Was machen die Chinesen?

August 2017 | museen der Stadt Nürnberg | blog | ein Beitrag von Gabriele Koenig

Der Künstler und Fotograf Bernd Telle porträtiert die Partnerstadt Shenzhen.

Das kann man sich kaum vorstellen. Eine Stadt, die zwölf, dreizehn oder fünfzehn Millionen Menschen zählt und angeblich „jeden Tag um ein Stockwerk wächst“. Wie lebt man da? Der Fotograf Bernd Telle ist nach Shenzhen in China gereist und wird seine Erkundungen über Nürnbergs Partnerstadt beim grenzenlos-Festival und in der Ausstellung „Shenzhen grenzenlos“ vorstellen.


Das dicke Ende kommt immer hinterher. Tausende Bilder hat Bernd Telle in Shenzhen gemacht, jetzt sucht er im Atelier in Klingenhof die besten aus. „Shenzhen spürbar machen“ steht in großen Lettern über der Auswahl.

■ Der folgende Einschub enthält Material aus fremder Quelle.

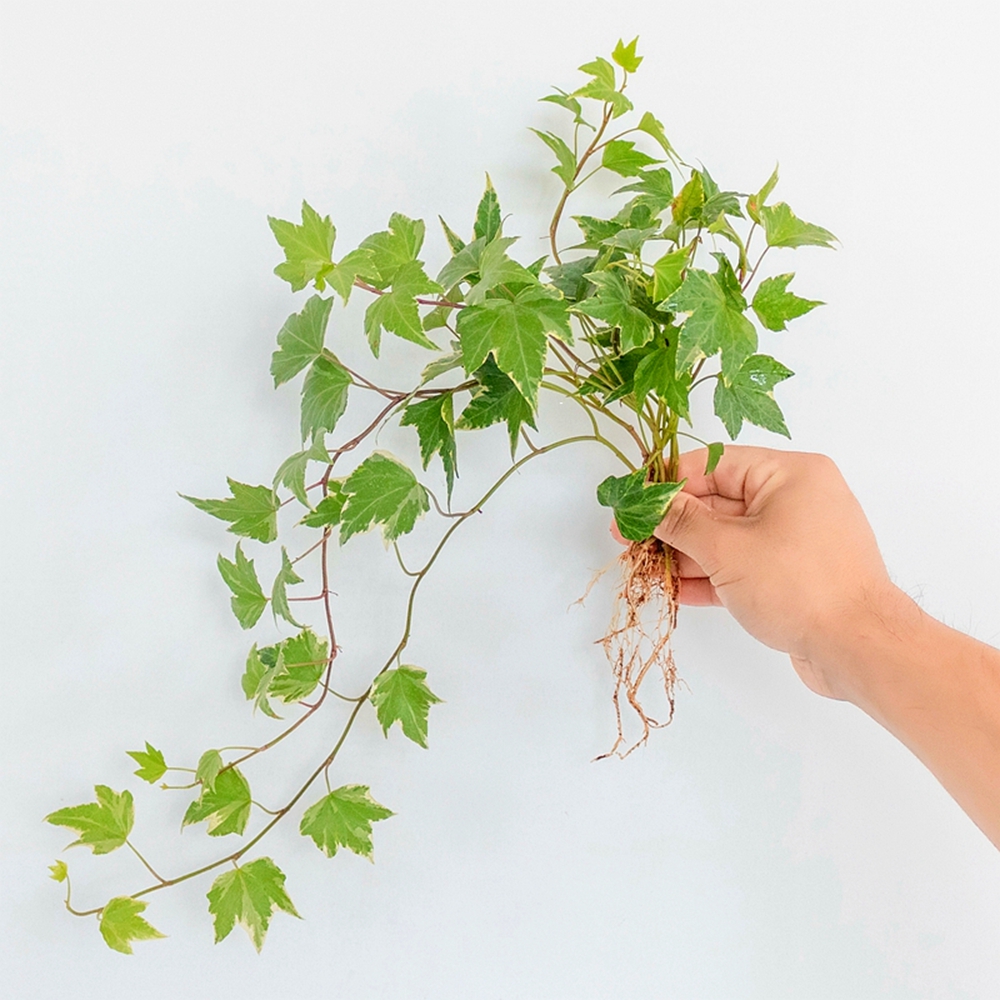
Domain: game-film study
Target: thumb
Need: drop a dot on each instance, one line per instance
(691, 527)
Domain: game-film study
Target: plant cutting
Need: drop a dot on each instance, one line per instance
(627, 315)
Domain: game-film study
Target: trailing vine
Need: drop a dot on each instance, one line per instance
(621, 329)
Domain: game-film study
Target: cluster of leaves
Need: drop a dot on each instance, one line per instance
(623, 325)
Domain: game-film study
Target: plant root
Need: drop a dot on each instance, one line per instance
(638, 638)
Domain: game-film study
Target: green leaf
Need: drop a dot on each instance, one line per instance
(324, 396)
(248, 600)
(774, 306)
(396, 311)
(613, 304)
(304, 659)
(121, 924)
(652, 127)
(488, 221)
(496, 400)
(209, 766)
(623, 158)
(565, 169)
(103, 825)
(329, 509)
(251, 509)
(395, 247)
(749, 396)
(715, 322)
(226, 805)
(249, 895)
(152, 766)
(287, 577)
(667, 273)
(715, 452)
(300, 340)
(381, 490)
(638, 506)
(625, 55)
(308, 248)
(402, 696)
(292, 472)
(344, 818)
(434, 420)
(784, 229)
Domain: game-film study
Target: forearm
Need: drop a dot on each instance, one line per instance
(938, 692)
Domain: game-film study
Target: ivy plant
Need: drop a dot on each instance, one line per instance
(627, 317)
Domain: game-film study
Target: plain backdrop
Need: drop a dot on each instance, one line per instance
(769, 844)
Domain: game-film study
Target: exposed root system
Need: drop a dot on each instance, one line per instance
(638, 638)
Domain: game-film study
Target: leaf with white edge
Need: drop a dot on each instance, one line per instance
(226, 805)
(774, 305)
(613, 304)
(301, 339)
(248, 600)
(402, 695)
(383, 491)
(287, 577)
(152, 766)
(434, 420)
(638, 506)
(252, 510)
(292, 472)
(749, 396)
(103, 825)
(344, 818)
(308, 248)
(324, 396)
(209, 766)
(249, 896)
(121, 924)
(784, 229)
(304, 659)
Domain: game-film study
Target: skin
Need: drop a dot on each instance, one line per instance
(779, 540)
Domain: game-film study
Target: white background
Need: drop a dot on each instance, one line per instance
(769, 844)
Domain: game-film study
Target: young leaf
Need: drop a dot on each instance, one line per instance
(152, 766)
(638, 506)
(565, 169)
(381, 490)
(308, 248)
(248, 600)
(300, 340)
(103, 825)
(304, 660)
(623, 158)
(613, 304)
(625, 55)
(344, 818)
(121, 924)
(784, 229)
(434, 420)
(774, 306)
(226, 805)
(252, 510)
(496, 399)
(287, 577)
(324, 396)
(749, 396)
(402, 696)
(715, 323)
(209, 766)
(249, 895)
(488, 221)
(329, 509)
(396, 311)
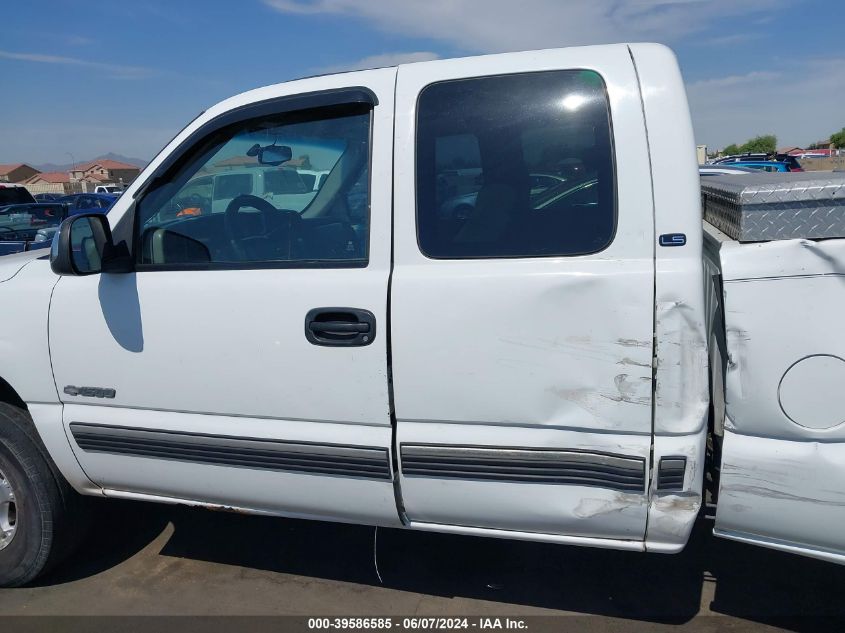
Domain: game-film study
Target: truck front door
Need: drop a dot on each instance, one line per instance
(244, 361)
(522, 296)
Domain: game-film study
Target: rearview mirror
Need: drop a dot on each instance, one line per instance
(83, 244)
(273, 155)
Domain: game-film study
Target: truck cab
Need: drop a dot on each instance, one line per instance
(533, 368)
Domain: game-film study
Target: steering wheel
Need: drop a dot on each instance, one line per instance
(233, 221)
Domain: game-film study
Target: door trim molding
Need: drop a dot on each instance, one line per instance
(341, 460)
(525, 465)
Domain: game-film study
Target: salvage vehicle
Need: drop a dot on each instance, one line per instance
(26, 227)
(584, 368)
(13, 193)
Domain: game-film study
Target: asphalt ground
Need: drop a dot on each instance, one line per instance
(149, 559)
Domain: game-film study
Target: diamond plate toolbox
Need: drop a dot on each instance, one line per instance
(776, 206)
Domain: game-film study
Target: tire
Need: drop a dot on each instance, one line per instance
(36, 503)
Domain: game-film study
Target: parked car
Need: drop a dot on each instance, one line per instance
(25, 227)
(108, 189)
(13, 193)
(47, 197)
(791, 162)
(769, 165)
(80, 202)
(723, 170)
(587, 367)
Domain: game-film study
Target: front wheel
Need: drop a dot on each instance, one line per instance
(35, 522)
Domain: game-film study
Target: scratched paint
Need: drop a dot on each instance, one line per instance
(782, 484)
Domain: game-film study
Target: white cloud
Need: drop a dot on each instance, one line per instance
(800, 103)
(113, 71)
(505, 25)
(380, 61)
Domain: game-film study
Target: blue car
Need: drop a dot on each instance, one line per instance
(84, 202)
(27, 227)
(763, 165)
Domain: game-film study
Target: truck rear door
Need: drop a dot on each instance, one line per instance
(522, 296)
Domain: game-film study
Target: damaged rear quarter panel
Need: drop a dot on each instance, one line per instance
(781, 478)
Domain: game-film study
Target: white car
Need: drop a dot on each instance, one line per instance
(543, 370)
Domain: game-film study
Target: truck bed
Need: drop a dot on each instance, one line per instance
(782, 355)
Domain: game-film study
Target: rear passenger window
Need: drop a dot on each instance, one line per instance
(515, 166)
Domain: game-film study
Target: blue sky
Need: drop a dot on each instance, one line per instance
(125, 75)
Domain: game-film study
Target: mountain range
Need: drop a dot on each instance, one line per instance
(138, 162)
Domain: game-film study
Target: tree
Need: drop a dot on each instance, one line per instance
(760, 145)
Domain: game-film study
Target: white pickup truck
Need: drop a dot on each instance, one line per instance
(540, 366)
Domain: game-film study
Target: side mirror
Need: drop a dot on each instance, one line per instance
(83, 246)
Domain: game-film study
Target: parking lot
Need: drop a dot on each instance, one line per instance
(167, 560)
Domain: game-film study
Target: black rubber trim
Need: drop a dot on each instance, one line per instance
(670, 473)
(525, 465)
(301, 457)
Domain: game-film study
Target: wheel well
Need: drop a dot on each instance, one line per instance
(8, 394)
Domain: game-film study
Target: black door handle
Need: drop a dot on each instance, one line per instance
(340, 327)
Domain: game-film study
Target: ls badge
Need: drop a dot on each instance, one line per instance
(673, 239)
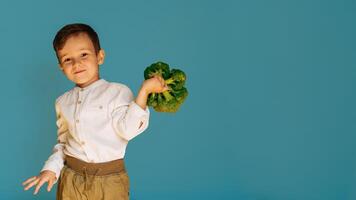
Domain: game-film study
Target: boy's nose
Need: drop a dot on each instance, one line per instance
(76, 63)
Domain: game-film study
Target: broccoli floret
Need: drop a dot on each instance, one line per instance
(158, 68)
(172, 99)
(177, 79)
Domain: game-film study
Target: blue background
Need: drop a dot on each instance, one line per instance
(271, 112)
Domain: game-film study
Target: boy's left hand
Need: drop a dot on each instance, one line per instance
(155, 84)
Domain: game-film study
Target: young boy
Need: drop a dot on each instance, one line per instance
(95, 121)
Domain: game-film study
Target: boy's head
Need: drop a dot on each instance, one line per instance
(79, 54)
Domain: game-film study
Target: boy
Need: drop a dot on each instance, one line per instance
(95, 121)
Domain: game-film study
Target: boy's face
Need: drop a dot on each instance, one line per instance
(79, 61)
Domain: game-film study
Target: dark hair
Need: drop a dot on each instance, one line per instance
(74, 29)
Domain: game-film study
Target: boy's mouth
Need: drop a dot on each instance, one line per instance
(77, 72)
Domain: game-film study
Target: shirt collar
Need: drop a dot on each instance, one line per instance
(91, 86)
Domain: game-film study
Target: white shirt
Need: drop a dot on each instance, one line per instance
(95, 124)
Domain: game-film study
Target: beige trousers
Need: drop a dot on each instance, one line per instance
(93, 181)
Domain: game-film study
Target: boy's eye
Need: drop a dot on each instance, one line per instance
(66, 60)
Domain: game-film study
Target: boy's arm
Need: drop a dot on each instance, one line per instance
(55, 162)
(131, 116)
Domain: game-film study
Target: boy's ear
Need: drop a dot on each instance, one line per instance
(101, 56)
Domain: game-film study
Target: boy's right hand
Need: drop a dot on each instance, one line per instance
(42, 178)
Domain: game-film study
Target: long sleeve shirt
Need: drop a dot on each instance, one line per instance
(95, 124)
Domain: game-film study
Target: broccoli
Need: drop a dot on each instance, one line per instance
(173, 98)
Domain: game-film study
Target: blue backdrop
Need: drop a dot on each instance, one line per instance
(271, 112)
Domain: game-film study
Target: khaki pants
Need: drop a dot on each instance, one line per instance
(93, 181)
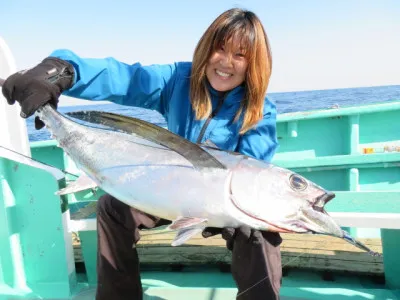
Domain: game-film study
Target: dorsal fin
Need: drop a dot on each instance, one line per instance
(197, 156)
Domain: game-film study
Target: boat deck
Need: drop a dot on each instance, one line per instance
(307, 252)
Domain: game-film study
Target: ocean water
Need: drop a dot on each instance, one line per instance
(285, 102)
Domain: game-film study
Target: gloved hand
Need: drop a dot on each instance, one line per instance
(39, 85)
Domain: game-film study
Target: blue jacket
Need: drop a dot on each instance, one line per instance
(165, 88)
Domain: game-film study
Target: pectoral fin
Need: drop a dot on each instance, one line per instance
(185, 234)
(185, 222)
(187, 227)
(82, 183)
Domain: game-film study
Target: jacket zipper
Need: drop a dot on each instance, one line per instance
(213, 114)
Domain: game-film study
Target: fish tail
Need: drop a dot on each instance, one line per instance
(347, 237)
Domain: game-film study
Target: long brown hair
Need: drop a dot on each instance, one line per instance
(247, 27)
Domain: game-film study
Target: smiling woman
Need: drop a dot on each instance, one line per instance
(220, 98)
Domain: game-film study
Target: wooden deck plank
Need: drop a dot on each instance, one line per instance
(298, 251)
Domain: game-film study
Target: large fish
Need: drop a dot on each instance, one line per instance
(194, 186)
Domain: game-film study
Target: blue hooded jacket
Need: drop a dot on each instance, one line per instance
(166, 89)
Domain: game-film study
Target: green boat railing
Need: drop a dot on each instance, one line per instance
(351, 151)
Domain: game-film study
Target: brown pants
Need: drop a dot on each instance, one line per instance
(118, 271)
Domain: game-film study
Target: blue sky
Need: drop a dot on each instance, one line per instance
(316, 44)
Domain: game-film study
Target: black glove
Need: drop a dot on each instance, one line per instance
(35, 87)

Denn vieles hat sich verändert in der Millionenstadt, die seit 20 Jahren mit Nürnberg verbunden ist und die der Künstler schon mehrmals besucht hat.

Übergrünte Perspektiven.
„Shenzhen ist brutal grün, extrem sauber, sehr schnell und immer laut“, sagt Bernd Telle. Was für ein Kontrast zum Atelier, wo nur das Zwitschern der Vögel und das Tuten der Gräfenbergbahn die sommerliche Stille unterbricht. Was für ein Kontrast auch zu seinen Eindrücken von 2004 und 2006. Aber die chinesische Boomtown, die 1980 schon zur Sonderwirtschaftszone erklärt wurde, entwickelt und verändert sich eben rasend schnell. „Fotos, die ich vor zehn Jahren gemacht habe, funktionieren heute nicht mehr: Viele der Perspektiven sind übergrünt.“
Dabei arbeitet Bernd Telle, Jahrgang 1957, selten spontan. „Vor einer Reise lese ich viel: Was erwartet mich am Ziel, was interessiert mich?“ Ein Motiv wollte er auf jeden Fall erneut aufnehmen: Hochhäuser, die sich in Wasser spiegeln. Wo ist oben, wo unten? Das wirkt auf Betrachter so verstörend wie ästhetisch. Alles andere gab die Stadt vor. Das Rathaus, die Plätze, das Passagierterminal am Hafen, der Strand. Frappierend: Die Stadt, die man sich voller Menschen denkt, wirkt auf vielen Fotografien wie ausgestorben.

Unverzichtbare Smartphones.
Anders als vor zehn Jahren, als Bernd Telle einen Austausch mit einem Kollegen aus Shenzhen organisiert hatte und bei diesem auch wohnte, „strahlt die Stadt Modernität aus“: Die Glasfassaden der Wolkenkratzer sind ein Indiz, die westliche Mode ein weiteres und natürlich die unverzichtbaren Smartphones. „Die Welt ist unheimlich gleich geworden“, beobachtet Bernd Telle. Die jungen Chinesen spielen ständig mit den Smartphones und es scheint kein Widerspruch zu sein, dass eine junge Studentin mit Bachelor-Hut und Handy vor dem Plakat von Deng Xiaoping posiert. Als kommunistischer Regierungschef von 1979 bis 1997 hatte der die Reformära der Volksrepublik eingeleitet. „Es ist toll, was da passiert“, sagt Bernd Telle.
In den vergangenen zehn Jahren ist das Selbstbewusstsein der Chinesen gewachsen. Mit offenem Blick schauen sie nun direkt in die Kamera, viele machen dazu das Victory-Zeichen. Wo das herkommt? Das muss sich Bernd Telle zusammenreimen, denn Chinesisch spricht er – bis auf die Begrüßungsformel Nihao und das freundliches Danke Xiéxié – nicht. Aber über vieles könne man sich mit Händen und Füßen verständigen oder organisiert sich, wenn es nicht anders funktioniert, einen Übersetzer.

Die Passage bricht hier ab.